Ground-breaking honour for geophysics researcher
Professor Martha Savage has become the first woman in New Zealand to be elected a Fellow of the American Geophysical Union (AGU).
Victoria University of Wellington’s Professor Martha Savage has become the first woman in New Zealand to be elected a Fellow of the American Geophysical Union (AGU).
The AGU Fellows programme, established in 1962, annually honours a select few members who have made exceptional contributions to the fields of Earth and space science.
“I’m very proud and happy to have received recognition from such a great organisation, and I hope this encourages other female scientists,” says Professor Savage. “I’m appreciative of the support I’ve had to carry out my work, particularly from my husband and the students and staff here at Victoria.”
Professor Savage, who has been teaching geophysics at Victoria University for 20 years, is one of only six people in New Zealand to be elected a Fellow of the AGU, four of whom also come from Victoria University.
She was recognised for her research on seismic anisotropy, which estimates the directions structures are moving below the surface of the earth.
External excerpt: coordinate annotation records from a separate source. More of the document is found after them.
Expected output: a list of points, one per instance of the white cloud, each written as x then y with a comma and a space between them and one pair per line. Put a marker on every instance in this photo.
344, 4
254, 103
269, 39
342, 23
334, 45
The research can be used to study stress changes in volcanoes and could lead to new methods for forecasting eruptions.
“Being elected a Union Fellow serves as significant international recognition and we are very proud of Professor Savage,” says Dean of Science Professor David Harper. “This honour is given to less than 0.1 percent of the membership in any given year and is testimony to the high impact and quality of her research leadership in her field.”
Professor Savage will travel to San Francisco in December to attend the awards ceremony, held during the 2015 AGU Fall Meeting.
“The meetings are always a great opportunity to connect with other researchers from around the world and meet people you’ve been working on projects with. I’m really looking forward to it,” she says.
The AGU, with more than 60,000 members in 139 countries, is a not-for-profit organisation dedicated to advancing the Earth and space sciences through scholarly publications, conferences and outreach programmes.